When we began this line of research in 2017, we chose to use this case study approach instead of a question-driven approach, which would entail looking across a range of contexts to gather evidence on a specific question (e.g. How can stakeholders reduce the likelihood of a “winter” of decreased investment in a new technology?), for several reasons. Primarily, given the lack of research literature on the factors that lead technologies to succeed or fail, it seemed most promising to first build a more primary literature corpus that documents the timelines of the technologies and develops a general understanding of how these technologies are best studied for our research aims. Question-driven research seems significantly more cost-effective after this primary literature is at least partially built, and is more promising now that these three case studies are completed.
There are a variety of other emerging technologies that we have considered studying, along with some reasons for studying them:
Solar Power:
Wind Power:
LED Lighting:
Vertical/Indoor Plant Farming:
Artificial Diamonds:
Other Contexts of Previous Case Studies:
Technologies Used in Factory Farming:
Technologies Used in Animal Testing:
Currently, we see these potential future projects as somewhat less cost-effective than our first three case studies, though this is very tentative and may change if and when we pursue one of these projects. Particularly, many of these contexts seem significantly less analogous to the context of clean meat or other moral-circle-relevant technologies. Because of this, and the aforementioned point about now having a decent-sized body of research to build upon, we think future research is probably best done in a question-driven direction, drawing information from different contexts as appropriate to best answer a given question of interest. This may come up as specific questions of interest come to the surface in the clean meat context, such as if several clean meat companies start seriously considering merging or being acquired by large food companies, in which case a report drilling in on those questions may be a high priority.
A project that may help facilitate this question-driven research would be a more comprehensive list of the wide range of technological changes that we could study.

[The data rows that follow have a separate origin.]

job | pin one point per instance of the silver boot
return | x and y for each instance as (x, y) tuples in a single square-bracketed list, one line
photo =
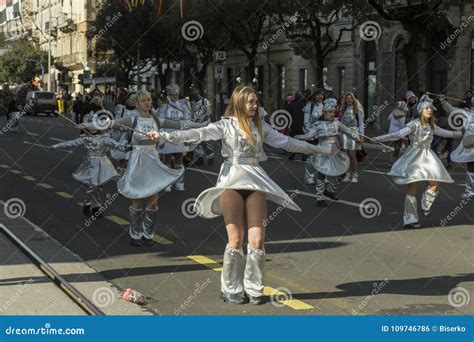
[(253, 277), (135, 228), (427, 200), (410, 213), (469, 191), (233, 271), (148, 225)]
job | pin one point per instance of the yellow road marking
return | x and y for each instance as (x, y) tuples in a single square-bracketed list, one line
[(64, 194), (267, 291)]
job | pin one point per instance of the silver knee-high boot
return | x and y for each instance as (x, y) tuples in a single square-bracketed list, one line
[(410, 213), (253, 277), (427, 200), (469, 191), (135, 228), (232, 276), (149, 221)]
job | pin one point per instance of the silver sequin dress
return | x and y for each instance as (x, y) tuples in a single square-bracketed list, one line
[(462, 154), (419, 162), (145, 175), (97, 169), (328, 134), (241, 169)]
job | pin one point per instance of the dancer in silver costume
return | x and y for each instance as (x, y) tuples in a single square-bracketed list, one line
[(419, 163), (123, 110), (352, 117), (312, 112), (242, 189), (146, 175), (97, 169), (463, 154), (201, 112), (175, 109), (326, 129)]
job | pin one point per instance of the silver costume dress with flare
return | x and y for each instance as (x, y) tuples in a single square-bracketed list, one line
[(97, 169), (462, 154), (241, 169), (354, 121), (146, 175), (419, 162)]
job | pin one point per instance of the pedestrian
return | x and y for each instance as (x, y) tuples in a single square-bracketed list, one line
[(464, 153), (397, 119), (419, 163), (312, 112), (242, 189), (97, 169), (329, 168), (352, 117), (201, 112), (175, 109), (145, 175)]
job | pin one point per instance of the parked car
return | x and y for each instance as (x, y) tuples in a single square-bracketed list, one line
[(41, 102)]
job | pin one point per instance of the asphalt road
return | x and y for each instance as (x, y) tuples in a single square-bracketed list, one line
[(335, 260)]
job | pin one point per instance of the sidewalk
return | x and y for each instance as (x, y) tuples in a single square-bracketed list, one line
[(26, 290)]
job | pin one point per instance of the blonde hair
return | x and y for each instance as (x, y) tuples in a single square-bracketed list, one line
[(238, 107), (355, 103), (141, 95)]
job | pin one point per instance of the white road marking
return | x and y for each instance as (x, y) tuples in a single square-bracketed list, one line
[(353, 204)]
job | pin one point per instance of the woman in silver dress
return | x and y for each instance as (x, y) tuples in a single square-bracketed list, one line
[(145, 175), (419, 163), (97, 169), (242, 189), (463, 154), (352, 117), (326, 129)]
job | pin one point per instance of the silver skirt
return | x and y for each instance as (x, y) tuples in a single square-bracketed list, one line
[(95, 171), (348, 143), (333, 165), (419, 164), (146, 175), (240, 177), (462, 154)]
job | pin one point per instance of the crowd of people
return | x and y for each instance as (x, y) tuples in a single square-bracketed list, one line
[(151, 135)]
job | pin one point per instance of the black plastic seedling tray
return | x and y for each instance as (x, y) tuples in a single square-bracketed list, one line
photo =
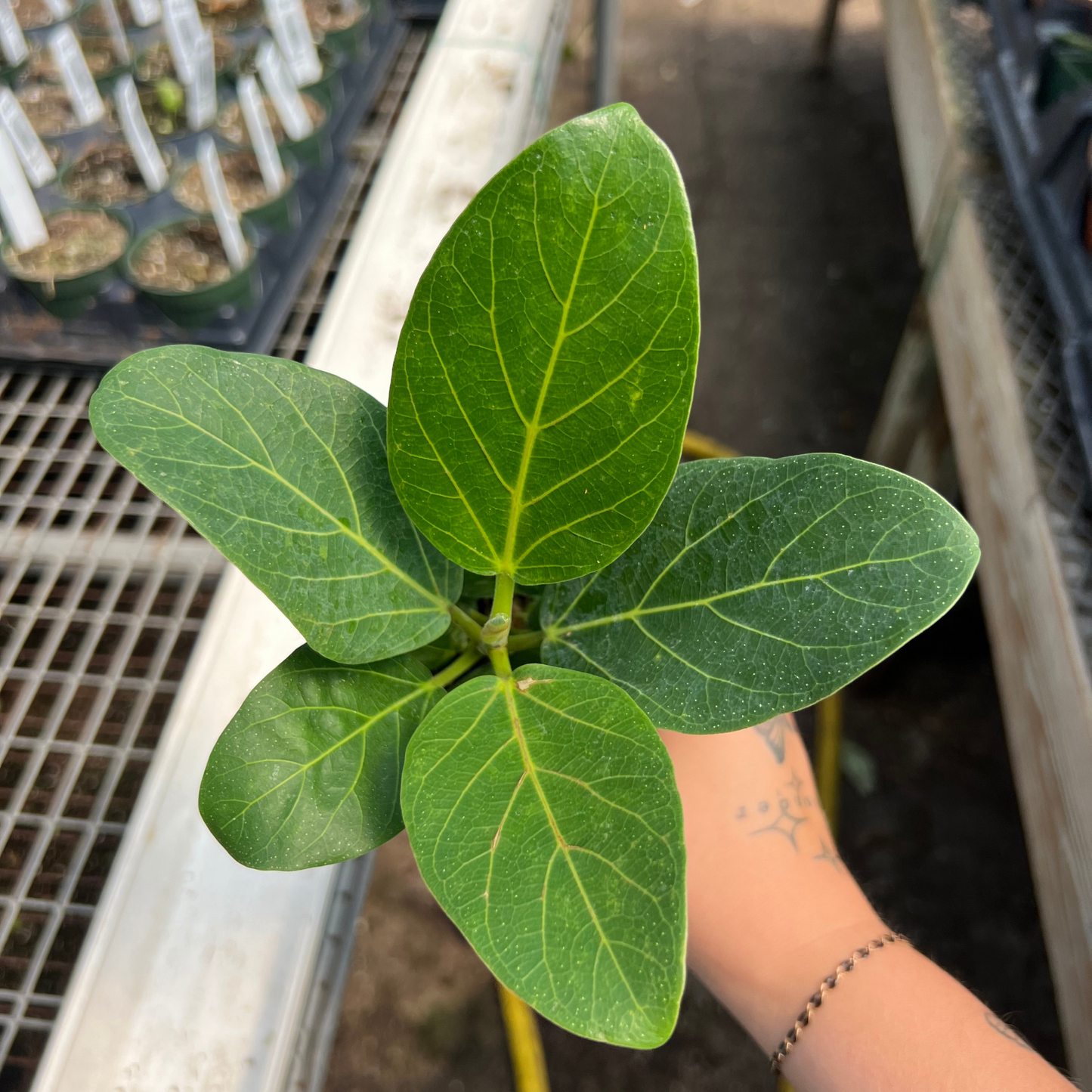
[(122, 321)]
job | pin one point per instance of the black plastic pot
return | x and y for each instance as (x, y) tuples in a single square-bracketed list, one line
[(70, 299), (200, 306), (281, 214)]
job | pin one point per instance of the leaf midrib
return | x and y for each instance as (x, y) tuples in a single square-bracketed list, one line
[(558, 630), (302, 768), (338, 527), (507, 561)]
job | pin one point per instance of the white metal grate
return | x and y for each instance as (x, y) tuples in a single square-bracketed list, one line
[(103, 591)]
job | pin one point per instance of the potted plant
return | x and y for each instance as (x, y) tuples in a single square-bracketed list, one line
[(106, 175), (328, 88), (227, 17), (48, 110), (156, 63), (79, 258), (164, 107), (32, 14), (91, 21), (183, 269), (98, 51), (312, 150), (245, 187), (537, 409), (341, 25)]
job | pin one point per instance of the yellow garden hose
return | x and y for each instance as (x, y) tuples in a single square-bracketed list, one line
[(698, 446), (524, 1043)]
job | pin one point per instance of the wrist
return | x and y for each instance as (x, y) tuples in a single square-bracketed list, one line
[(767, 985), (772, 910)]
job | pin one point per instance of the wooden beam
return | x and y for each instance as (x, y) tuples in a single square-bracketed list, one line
[(1038, 655)]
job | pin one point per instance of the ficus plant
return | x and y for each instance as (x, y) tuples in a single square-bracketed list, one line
[(507, 582)]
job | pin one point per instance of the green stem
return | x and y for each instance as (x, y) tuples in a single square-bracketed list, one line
[(456, 669), (503, 595), (495, 631), (501, 665), (466, 623)]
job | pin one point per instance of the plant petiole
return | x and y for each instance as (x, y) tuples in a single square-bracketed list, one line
[(456, 669)]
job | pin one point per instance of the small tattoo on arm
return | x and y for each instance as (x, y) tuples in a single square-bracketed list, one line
[(1010, 1033), (785, 824), (828, 853), (775, 732), (792, 815)]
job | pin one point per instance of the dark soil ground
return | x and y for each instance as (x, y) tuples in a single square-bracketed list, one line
[(807, 274)]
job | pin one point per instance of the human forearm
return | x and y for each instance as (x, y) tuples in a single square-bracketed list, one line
[(773, 911)]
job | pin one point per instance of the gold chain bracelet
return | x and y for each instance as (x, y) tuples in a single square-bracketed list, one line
[(785, 1047)]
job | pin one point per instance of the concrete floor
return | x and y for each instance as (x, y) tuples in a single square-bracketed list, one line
[(807, 274)]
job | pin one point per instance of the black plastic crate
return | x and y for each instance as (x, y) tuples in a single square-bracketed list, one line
[(122, 322)]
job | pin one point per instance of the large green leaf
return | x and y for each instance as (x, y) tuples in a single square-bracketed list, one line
[(544, 816), (544, 375), (284, 470), (308, 771), (761, 586)]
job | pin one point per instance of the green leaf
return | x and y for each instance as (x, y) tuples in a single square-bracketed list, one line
[(543, 812), (761, 586), (284, 470), (544, 375), (309, 769)]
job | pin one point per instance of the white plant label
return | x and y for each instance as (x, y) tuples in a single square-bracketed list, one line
[(138, 135), (201, 91), (289, 23), (86, 102), (145, 12), (12, 42), (183, 24), (287, 101), (223, 211), (261, 135), (21, 213), (116, 31), (32, 153)]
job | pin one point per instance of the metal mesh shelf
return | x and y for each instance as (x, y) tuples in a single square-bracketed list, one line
[(103, 592)]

An output of this project could be a large spreadsheet with each of these changes and notable features (e.g. date of commercialization, consumer-facing versus non-consumer-facing), which could be utilized to make question-driven research more systematically and rigorously draw from all the possible evidence bases.
We also expect there to be other ways to examine moral circle expansion from a technological angle. We are currently in an early planning stage for an experimental study that would test the effects of awareness of animal-free food technology on a variety of outcomes, such as attitudes towards animal farming. Given the central role we expect technology to play in the expansion of the moral circle to include farmed animals, and the potential for it to facilitate or inhibit future expansions, it will be important for moral circle research projects to pay close attention to the important effects of and on relevant technologies.